ISOTOPIC CHARACTERIZATION OF NATURAL WATERS AT MT. RAINIER

The glacio-volcanic hydrologic system at Mt. Rainier, a stratovolcano in the Cascade Volcanic Arc, comprises a suite of geochemical interactions between rising volcanic gases, circulating groundwater, bedrock, and an overlying mantle of glacial ice. Both authors, first independently and now together, seek to expand upon earlier datasets to provide a blueprint for thermal and chemical monitoring of volcano activity. For example, PI Todd focuses on hydrothermal weathering on the flank of the volcanic edifice that mobilizes sulfate and chloride ions and how monitoring of those ions may lead to better prediction of locations and times of higher risk of glacial outburst floods. PI Florea, in contrast, focuses on the summit fumarole caves and how the water, fumarole gas, and ice chemistry in the crater are a product of water circulation in the upper edifice and crater.

In the August 2017 campaign, both authors collected samples from a suite of thermal springs, talus springs, end-glacial streams, fumaroles, drip waters, and glacial ice for geochemical and isotopic analysis. From all sample sites, the isotopic ratios of δ²H and δ¹⁸O were analyzed and compared to data from earlier studies. The δ²H and δ¹⁸O values of talus springs largely align with recharge originating from localized flow systems. Thermal springs and end-glacial streams are more depleted than their elevation would predict; a portion of their recharge originates from higher elevations. In the crater, fumarole moisture and drip waters in the glacial caves overlap and are narrower in range than glacial ice; in other words, from locally recycled moisture.

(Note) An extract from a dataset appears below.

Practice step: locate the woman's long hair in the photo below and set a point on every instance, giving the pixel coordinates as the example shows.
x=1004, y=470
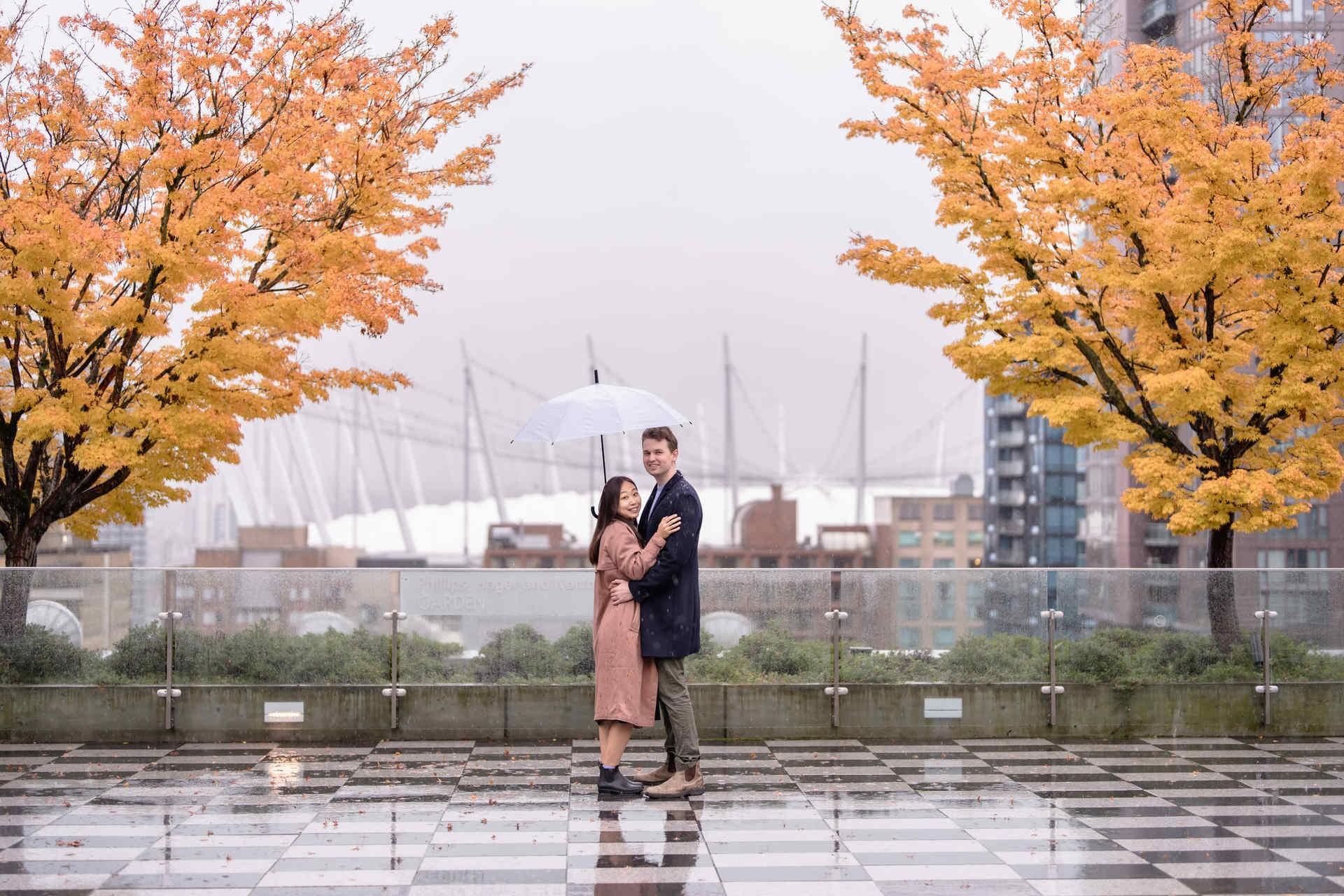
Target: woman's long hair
x=608, y=514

Three thermal springs (Paradise 1 & 2, Longmire) and one end-glacial stream (Winthrop) were additionally analyzed for dissolved ions, δ³⁴S, and ³⁶Cl/Cl and ¹²⁹I/I. The Paradise thermal springs (7-70 mg/L Cl; 18-200 mg/L SO₄) and the end-glacial stream (3 mg/L Cl; 13 mg/L SO₄) returned similar δ³⁴S values of +4‰, compared to the ~0.5‰ in summit fumaroles and the +15‰ from Longmire hot spring (200 mg/L Cl; 18 mg/L SO₄). Ratios of ¹²⁹I/I follow the same trend as δ³⁴S, suggesting older waters contribute more to the thermal springs at Paradise. The ³⁶Cl/Cl data are the inverse of ¹²⁹I/I. This may seem contradictory, but it is important to note that, unlike ¹²⁹I/I, modern ³⁶Cl/Cl is lower today than during peak nuclear testing.